Product Context
Design an ML system for Apple Card authorization fraud detection. The system scores each card-present or card-not-present transaction in real time and decides whether to approve, step up with additional verification, or decline, while minimizing false declines for legitimate customers.
Scale
| Signal | Value |
|---|
| Apple Card active users | 35M |
| Peak authorization QPS | 120K |
| Average QPS | 45K |
| Transactions per day | ~3.8B authorization events/month |
| Merchant population | 60M+ merchants globally |
| Device graph size | 500M+ Apple devices/accounts/cards linked entities |
| End-to-end decision latency budget | 200ms p99 |
| Feature freshness target | <5s for streaming counters |
Task
- Clarify the product and risk requirements: what actions the system can take, acceptable fraud loss, and customer experience constraints.
- Size the system and propose an end-to-end architecture for training, feature computation, and online serving.
- Design a multi-stage decision pipeline (fast rules / candidate risk retrieval / ML ranking / policy layer) and justify model choices per stage.
- Define the online vs batch feature strategy, including how you would build an online/offline feature store and avoid training-serving skew.
- Propose offline and online evaluation, thresholding, and rollout strategy, including how to handle delayed labels and concept drift.
- Identify key failure modes, monitoring, and fallback behavior under partial outages or model degradation.
Constraints
- The system must return a decision in under 200ms p99, including feature fetches and network overhead.
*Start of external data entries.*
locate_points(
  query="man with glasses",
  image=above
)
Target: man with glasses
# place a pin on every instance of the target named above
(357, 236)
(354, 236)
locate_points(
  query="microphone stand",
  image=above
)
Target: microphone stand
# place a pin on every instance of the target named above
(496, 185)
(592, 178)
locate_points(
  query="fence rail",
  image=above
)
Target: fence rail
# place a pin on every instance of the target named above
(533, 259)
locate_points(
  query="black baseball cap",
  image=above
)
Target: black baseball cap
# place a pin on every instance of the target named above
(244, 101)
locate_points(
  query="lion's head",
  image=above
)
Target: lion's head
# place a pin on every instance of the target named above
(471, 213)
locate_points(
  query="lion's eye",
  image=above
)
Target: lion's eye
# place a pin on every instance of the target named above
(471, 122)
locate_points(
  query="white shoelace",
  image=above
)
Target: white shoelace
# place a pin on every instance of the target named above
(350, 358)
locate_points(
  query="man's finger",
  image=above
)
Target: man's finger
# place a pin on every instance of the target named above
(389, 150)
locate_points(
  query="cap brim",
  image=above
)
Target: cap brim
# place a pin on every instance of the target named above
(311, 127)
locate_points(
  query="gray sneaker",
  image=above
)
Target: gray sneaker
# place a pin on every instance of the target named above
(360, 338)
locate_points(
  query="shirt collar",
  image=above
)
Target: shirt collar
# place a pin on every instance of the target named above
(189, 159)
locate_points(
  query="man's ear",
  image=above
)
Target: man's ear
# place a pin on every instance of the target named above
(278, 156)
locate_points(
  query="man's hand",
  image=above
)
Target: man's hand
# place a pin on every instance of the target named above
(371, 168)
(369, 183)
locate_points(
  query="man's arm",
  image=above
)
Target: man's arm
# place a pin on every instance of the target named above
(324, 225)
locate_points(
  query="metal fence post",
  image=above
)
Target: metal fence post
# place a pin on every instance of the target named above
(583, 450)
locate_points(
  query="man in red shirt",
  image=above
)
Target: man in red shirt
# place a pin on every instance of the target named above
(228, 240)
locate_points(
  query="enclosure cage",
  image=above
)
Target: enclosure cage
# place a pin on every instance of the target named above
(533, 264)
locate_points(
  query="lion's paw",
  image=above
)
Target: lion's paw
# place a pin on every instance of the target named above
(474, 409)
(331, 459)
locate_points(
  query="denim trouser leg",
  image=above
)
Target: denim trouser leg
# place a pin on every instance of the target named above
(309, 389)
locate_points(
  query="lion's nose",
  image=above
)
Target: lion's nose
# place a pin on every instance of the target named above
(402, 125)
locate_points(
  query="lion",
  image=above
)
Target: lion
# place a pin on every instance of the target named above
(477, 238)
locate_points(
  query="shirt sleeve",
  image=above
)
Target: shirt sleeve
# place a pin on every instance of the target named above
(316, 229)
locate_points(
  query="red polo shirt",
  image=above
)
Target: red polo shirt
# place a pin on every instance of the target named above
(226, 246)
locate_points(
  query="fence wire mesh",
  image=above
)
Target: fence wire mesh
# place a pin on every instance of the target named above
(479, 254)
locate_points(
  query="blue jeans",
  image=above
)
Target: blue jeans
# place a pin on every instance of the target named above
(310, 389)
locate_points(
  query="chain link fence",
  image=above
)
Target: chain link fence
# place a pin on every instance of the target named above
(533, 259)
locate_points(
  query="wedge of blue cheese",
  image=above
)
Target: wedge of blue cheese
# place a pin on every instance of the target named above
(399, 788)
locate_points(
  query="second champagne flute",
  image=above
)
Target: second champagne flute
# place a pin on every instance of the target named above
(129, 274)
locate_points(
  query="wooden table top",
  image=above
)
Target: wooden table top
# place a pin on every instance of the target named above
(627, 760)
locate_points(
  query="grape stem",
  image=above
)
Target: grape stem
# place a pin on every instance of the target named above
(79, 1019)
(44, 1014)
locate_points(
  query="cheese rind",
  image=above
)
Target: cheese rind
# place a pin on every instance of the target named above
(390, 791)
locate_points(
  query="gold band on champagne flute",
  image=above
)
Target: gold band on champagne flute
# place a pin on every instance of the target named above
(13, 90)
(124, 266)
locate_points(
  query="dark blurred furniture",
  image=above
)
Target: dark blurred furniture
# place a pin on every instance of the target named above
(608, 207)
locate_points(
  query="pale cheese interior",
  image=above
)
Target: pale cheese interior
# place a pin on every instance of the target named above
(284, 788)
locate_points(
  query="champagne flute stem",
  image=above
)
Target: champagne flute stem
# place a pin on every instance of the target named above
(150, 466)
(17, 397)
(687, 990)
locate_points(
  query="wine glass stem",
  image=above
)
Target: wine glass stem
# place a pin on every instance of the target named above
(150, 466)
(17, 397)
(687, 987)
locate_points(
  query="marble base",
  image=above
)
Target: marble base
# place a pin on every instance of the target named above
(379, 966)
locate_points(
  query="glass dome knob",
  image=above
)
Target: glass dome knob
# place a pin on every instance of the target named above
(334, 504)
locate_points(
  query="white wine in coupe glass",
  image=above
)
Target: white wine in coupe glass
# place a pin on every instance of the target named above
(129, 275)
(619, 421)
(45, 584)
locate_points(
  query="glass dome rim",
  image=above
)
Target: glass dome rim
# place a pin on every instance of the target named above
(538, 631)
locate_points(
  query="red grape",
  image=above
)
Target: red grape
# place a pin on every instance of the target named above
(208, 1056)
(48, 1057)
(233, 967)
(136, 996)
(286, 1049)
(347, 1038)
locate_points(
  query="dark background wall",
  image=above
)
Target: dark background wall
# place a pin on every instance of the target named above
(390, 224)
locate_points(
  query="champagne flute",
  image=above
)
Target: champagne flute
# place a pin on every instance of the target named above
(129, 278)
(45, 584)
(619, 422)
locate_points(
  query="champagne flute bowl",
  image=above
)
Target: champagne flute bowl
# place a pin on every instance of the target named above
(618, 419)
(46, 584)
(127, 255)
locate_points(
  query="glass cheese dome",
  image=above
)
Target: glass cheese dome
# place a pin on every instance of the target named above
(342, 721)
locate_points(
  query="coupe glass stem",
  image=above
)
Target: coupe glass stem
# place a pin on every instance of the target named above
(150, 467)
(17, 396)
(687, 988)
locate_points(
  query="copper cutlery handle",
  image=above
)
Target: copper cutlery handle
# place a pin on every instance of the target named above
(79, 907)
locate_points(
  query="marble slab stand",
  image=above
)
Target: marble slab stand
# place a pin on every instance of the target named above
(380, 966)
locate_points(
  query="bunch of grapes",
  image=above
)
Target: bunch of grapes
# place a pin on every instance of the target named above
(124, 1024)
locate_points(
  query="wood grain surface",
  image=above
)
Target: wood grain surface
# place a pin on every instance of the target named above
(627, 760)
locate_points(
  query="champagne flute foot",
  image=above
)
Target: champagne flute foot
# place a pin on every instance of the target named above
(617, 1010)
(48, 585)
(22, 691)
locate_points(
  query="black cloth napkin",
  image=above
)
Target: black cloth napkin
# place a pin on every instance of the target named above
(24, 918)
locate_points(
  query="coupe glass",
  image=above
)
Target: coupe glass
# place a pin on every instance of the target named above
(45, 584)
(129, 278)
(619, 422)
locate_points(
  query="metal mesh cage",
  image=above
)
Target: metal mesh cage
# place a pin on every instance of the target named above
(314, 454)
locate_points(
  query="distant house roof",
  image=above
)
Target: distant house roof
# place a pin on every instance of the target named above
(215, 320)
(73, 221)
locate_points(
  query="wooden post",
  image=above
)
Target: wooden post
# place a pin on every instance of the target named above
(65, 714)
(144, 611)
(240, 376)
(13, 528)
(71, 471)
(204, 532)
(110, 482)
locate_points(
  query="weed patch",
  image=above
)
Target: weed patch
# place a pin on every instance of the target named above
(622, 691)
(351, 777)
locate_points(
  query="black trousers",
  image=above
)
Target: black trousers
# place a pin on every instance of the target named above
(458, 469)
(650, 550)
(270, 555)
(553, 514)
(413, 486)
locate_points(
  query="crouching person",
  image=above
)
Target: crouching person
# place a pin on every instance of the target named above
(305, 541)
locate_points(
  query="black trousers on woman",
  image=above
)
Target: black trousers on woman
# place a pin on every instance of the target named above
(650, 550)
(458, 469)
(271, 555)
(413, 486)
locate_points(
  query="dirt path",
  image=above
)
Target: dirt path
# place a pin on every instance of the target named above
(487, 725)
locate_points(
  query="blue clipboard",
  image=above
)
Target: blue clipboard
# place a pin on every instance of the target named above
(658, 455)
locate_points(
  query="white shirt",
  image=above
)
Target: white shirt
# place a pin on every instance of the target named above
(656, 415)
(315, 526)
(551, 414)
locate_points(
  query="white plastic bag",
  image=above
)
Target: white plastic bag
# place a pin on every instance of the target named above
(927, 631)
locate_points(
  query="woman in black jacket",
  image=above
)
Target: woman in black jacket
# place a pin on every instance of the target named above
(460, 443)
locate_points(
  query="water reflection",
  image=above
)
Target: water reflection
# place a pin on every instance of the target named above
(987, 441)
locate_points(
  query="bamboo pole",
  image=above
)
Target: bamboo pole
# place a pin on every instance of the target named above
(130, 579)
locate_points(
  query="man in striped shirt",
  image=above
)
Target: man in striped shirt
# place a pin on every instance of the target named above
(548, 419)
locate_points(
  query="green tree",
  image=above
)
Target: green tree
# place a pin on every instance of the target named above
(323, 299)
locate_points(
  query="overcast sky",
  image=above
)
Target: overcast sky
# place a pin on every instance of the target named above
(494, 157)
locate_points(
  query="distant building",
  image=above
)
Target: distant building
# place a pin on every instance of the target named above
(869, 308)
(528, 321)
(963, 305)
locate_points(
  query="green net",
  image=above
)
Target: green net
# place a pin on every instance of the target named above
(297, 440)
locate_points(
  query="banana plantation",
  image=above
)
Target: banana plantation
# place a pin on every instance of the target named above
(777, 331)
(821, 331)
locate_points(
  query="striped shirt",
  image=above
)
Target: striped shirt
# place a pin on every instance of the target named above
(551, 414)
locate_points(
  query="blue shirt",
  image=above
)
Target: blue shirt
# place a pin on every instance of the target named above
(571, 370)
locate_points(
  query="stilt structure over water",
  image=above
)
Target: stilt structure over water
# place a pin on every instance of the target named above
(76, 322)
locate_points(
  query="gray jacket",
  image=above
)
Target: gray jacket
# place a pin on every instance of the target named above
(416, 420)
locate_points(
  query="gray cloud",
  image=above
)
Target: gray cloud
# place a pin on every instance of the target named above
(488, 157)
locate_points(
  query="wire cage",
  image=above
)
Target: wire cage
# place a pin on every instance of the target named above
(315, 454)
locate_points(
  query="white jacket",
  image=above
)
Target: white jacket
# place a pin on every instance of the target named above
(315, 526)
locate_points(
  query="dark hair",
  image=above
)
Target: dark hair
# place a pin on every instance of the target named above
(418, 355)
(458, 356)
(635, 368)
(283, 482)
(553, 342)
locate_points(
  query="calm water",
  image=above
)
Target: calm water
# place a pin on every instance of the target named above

- Fraud labels are delayed and partially observed due to chargebacks, disputes, and manual investigations.
- The system must satisfy financial compliance, auditability, and explainability requirements for adverse actions.
- Customer friction is expensive: unnecessary declines or step-ups hurt trust and transaction conversion.
- Some features are only available in batch; others must be computed from streaming events in near real time.
- The design should support global traffic bursts (e.g., holiday shopping) and regional failover without materially increasing fraud loss.